When Mohammed al-Lahham and his family returned last week to Khan Younis, their hometown in Gaza, they went back to a city and home scarred by Israeli bombardment. They hoped they would not be forced to flee again.
“The situation here in my city is unbearable, but at least it is better than living in a tent,” said Mr. al-Lahham, a 41-year-old plumber and father of five. “I am finally back in Khan Younis, my hometown, where I know its people and places and streets.”
Those streets, many of them bulldozed, are now rimmed with the rubble of entire buildings after a ground invasion by Israeli forces left the city nearly unrecognizable. The forces withdrew from Khan Younis last month.
Much of Mr. al-Lahham’s home in the center of the city was destroyed, but the family has been trying to re-establish its life in the one room that remained mostly intact.
“I live in a room in which walls were blown off,” he said. “I put up some blankets I got from the U.N. as curtains to protect us inside.”
More than 630,000 Palestinians have been forced to flee their homes and shelters in and around the southern city of Rafah since Israel began a military offensive on May 6, UNRWA, the primary U.N. agency for Palestinians said on Friday. Before May 6, Rafah, on the border with Egypt, had become home to more than one million Palestinians who fled their homes elsewhere in Gaza seeking a modicum of safety, even as the Israeli military continued to carry out airstrikes on the city. It was one of the last places that had not been invaded by Israeli soldiers.
Now, many Palestinians are seeking shelter in places like the central city of Deir al Balah and Al-Mawasi, a coastal area west of Khan Younis. Both are overcrowded and facing dire conditions, U.N. and aid groups have said.
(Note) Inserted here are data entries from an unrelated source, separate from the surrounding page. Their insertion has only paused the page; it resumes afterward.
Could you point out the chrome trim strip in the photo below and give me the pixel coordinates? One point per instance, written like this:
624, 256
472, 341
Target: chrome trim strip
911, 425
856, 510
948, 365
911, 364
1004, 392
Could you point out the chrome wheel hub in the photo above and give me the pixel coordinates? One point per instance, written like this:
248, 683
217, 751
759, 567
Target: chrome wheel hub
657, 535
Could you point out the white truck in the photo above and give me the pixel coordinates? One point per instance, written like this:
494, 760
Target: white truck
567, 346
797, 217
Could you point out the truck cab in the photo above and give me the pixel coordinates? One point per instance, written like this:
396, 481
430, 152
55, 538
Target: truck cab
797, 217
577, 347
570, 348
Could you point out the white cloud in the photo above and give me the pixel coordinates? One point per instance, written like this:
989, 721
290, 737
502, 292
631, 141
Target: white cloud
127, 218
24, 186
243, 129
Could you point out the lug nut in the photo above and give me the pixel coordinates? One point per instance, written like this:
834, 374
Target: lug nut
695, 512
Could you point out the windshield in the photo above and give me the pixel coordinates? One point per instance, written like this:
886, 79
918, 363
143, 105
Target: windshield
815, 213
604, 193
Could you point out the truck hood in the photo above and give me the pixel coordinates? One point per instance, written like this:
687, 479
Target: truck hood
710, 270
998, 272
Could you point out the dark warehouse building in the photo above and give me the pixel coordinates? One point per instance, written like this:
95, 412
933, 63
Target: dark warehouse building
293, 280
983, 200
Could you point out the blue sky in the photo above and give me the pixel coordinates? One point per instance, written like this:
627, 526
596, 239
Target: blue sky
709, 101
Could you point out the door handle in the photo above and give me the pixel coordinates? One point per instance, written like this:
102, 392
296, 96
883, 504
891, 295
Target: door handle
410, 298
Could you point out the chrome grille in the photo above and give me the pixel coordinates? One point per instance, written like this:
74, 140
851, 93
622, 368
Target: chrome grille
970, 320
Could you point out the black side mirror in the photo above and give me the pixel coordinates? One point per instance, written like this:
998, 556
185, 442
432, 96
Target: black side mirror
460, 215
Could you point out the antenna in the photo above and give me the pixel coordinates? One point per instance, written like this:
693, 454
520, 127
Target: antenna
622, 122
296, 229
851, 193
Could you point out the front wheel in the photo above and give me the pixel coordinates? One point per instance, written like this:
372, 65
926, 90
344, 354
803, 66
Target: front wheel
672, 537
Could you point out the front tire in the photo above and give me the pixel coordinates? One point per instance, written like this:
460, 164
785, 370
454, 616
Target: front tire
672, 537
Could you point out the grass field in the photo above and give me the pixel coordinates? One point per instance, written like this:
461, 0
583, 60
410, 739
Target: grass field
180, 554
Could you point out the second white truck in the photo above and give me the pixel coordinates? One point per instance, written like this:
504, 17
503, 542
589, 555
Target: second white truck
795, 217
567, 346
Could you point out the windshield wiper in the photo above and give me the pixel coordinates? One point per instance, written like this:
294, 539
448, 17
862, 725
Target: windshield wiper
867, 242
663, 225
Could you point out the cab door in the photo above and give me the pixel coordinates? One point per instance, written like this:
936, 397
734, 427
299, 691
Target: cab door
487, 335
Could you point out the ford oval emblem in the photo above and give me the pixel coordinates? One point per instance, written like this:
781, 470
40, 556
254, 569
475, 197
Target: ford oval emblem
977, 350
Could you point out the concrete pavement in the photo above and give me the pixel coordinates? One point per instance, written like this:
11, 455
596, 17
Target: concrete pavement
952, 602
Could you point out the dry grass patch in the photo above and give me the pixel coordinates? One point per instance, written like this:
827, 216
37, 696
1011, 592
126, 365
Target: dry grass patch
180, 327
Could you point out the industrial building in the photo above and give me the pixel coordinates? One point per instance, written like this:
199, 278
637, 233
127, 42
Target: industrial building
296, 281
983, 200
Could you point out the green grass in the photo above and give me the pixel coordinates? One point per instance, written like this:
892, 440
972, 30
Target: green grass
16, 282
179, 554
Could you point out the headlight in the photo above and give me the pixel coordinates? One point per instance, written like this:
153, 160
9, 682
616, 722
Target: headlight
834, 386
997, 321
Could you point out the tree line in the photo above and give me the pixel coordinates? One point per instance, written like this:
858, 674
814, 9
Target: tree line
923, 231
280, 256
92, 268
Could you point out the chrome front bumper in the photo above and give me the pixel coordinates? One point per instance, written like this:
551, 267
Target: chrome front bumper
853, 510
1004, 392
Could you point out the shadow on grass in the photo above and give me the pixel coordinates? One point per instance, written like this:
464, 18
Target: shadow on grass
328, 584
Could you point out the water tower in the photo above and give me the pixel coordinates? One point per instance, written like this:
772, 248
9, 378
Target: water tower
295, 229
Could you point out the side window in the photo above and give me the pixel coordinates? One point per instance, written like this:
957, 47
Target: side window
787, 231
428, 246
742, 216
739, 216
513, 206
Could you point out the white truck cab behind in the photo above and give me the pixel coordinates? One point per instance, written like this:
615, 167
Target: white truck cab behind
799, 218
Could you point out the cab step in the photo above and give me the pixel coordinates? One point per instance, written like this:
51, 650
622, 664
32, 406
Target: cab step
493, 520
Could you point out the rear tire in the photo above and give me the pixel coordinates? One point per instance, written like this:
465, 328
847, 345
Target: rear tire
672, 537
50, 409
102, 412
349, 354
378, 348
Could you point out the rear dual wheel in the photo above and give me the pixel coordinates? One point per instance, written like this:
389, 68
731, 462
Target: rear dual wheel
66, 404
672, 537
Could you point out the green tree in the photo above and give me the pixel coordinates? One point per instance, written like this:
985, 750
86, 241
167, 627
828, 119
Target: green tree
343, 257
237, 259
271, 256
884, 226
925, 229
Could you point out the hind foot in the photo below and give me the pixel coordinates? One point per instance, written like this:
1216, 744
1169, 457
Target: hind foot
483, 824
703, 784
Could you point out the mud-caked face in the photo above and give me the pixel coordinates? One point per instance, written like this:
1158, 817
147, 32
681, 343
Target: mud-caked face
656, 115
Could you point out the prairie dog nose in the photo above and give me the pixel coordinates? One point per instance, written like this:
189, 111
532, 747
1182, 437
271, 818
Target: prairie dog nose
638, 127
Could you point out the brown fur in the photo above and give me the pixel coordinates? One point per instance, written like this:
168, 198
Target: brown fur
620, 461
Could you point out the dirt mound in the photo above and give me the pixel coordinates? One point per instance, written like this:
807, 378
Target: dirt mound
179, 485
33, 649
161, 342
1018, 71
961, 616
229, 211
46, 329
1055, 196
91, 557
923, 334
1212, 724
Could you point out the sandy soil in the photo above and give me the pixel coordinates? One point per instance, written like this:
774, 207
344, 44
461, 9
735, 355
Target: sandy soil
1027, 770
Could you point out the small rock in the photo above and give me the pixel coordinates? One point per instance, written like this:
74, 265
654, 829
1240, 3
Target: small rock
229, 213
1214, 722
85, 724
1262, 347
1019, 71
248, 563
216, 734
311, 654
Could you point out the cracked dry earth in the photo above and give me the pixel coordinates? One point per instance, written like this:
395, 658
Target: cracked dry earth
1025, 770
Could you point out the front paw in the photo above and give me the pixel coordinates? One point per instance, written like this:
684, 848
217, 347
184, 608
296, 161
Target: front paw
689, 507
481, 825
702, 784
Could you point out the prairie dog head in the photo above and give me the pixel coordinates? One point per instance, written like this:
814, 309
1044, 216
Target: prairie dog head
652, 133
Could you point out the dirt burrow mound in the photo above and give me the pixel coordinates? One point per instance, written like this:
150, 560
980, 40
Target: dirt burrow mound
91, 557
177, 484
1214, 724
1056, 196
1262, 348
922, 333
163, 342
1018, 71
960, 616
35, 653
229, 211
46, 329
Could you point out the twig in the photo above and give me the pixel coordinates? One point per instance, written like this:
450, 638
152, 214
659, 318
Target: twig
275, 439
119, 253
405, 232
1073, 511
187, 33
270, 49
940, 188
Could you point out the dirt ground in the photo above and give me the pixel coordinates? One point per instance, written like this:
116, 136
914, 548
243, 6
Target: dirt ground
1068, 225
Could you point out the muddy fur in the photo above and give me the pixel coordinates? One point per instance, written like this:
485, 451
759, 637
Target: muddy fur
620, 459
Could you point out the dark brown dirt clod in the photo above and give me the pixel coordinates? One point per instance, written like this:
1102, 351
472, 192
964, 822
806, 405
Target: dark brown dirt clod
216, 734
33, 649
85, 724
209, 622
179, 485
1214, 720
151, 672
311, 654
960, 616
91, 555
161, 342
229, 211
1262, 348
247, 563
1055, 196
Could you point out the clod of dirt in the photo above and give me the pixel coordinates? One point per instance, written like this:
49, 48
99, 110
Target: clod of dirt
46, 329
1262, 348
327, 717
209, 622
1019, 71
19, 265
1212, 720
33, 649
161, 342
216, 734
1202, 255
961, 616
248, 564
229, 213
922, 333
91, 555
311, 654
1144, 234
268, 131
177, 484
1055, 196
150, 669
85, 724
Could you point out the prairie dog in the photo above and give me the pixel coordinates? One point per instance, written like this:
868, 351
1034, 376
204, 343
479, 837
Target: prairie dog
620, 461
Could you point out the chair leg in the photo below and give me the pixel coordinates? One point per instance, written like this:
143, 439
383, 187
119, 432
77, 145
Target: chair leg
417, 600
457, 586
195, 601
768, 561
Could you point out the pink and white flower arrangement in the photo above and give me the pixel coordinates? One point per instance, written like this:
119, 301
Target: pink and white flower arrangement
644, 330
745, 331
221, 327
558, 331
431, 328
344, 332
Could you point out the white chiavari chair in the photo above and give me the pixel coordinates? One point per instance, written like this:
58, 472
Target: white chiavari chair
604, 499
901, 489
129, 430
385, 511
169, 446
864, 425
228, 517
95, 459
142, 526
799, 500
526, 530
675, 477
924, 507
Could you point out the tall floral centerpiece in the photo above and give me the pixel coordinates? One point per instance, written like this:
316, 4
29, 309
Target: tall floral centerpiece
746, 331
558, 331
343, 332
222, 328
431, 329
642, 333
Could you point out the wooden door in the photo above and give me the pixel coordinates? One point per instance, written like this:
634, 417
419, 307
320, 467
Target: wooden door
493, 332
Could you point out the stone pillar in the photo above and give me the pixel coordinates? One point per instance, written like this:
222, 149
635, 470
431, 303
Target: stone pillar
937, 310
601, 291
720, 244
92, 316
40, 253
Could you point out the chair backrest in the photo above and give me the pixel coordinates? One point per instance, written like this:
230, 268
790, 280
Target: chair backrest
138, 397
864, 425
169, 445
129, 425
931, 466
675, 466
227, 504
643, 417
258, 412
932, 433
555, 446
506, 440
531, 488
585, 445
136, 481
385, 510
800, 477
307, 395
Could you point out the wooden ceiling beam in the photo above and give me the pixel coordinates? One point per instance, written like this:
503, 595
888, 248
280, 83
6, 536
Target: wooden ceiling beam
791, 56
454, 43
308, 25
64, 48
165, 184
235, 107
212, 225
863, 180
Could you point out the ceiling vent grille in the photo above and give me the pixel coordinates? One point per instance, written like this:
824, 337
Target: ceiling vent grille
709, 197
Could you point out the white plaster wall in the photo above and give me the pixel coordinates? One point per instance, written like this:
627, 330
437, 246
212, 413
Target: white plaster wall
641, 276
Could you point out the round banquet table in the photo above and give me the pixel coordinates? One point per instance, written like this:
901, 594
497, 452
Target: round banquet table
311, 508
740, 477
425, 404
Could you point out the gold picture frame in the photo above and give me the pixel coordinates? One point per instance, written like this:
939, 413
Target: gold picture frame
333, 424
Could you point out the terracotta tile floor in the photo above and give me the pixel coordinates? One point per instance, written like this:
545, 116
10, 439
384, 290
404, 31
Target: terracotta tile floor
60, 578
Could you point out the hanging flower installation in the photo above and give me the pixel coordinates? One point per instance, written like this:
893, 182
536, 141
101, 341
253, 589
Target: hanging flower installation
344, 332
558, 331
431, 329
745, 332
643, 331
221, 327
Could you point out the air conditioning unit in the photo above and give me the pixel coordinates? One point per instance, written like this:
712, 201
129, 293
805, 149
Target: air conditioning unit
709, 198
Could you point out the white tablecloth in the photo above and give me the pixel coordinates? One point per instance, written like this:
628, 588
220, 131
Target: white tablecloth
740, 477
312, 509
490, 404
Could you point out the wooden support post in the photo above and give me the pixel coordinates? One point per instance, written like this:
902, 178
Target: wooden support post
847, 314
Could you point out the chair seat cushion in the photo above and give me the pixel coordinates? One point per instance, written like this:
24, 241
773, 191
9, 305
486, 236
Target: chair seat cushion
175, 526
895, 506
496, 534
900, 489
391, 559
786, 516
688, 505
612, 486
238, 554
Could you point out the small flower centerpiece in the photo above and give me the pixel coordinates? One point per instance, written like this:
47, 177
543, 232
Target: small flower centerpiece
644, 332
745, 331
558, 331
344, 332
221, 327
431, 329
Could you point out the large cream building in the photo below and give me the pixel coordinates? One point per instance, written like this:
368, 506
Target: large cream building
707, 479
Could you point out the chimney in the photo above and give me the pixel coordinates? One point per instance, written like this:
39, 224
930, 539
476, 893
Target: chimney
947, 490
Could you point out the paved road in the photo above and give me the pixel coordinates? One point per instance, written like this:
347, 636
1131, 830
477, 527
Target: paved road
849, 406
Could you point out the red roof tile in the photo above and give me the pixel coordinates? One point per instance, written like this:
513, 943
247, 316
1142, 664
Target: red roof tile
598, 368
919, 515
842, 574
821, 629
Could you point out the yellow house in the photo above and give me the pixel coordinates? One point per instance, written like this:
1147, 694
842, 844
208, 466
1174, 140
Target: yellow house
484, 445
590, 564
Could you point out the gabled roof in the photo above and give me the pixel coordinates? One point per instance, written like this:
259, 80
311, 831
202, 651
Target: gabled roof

Israel continues to characterize its offensive in and around Rafah as a “limited operation” against Hamas, the armed group that led the Oct. 7 attack on Israel. The seizure of the Gaza side of the Rafah border crossing with Egypt, intensified airstrikes and artillery, and an expanding ground invasion into parts of Rafah have forced about half the Palestinians living and seeking shelter there to flee.
Satellite imagery suggested that a significant incursion was already underway.
On Thursday, Israel said it would send more forces to Rafah, signaling that it intended to attack deeper into Rafah despite international concerns about the threat to civilians posed by a full-scale invasion of the city.
In the north, Israeli attacks and new military evacuation orders displaced more than 160,000 people from several areas around Gaza City, according to UNRWA.
“Forced displacement continues in the #GazaStrip,” UNRWA posted on social media this week, adding that “about 20% of #Gaza’s population have been displaced again in the past week Families keep fleeing where they can — including to rubble & sand dunes — in search of safety. But there’s no such thing in Gaza.”
Beyond the displacement, the Israeli offensive and fighting between Israeli forces and Hamas have prevented nearly all aid from entering Gaza through the two main border crossings, and has impeded the little aid that has reached Gaza from being distributed, according to the U.N. and other aid groups.
That has forced families like the al-Lahhams to fend almost entirely for themselves.
On Thursday, Mr. al-Lahham stood in line with two of his sons to fill cans with water from a large tank brought in by a charity.
Even though Mr. al-Lahham said he was shot in his right shoulder by an Israeli armed drone, a wound that has yet to heal because the bullet is still inside, he knew he needed to get drinking water for his family.
“I sometimes try to carry heavy things with my left arm, like gallons of water,” he said. “You can see how I move it painfully, and this will affect my work as a plumber.”
While the water on Thursday was free, nothing else in the battered city was.
Even charging his cellphone at a street vendor cost him a few shekels. And with nearly no aid and limited commercial goods coming into Gaza, prices in the markets have increased more.
Mr. al-Lahham and his family are terrified they might be forced to flee again if the Israeli Army re-invades their city. If it does, they plan to go to al-Mawasi. He just didn’t know how they would get there.
He had to borrow nearly $100 to pay for a van to bring his family to Khan Younis from Rafah.
“I don’t know where I could get any money to take us and our belongings if anything bad happened,” he said. “Why is all of this suffering still going on?”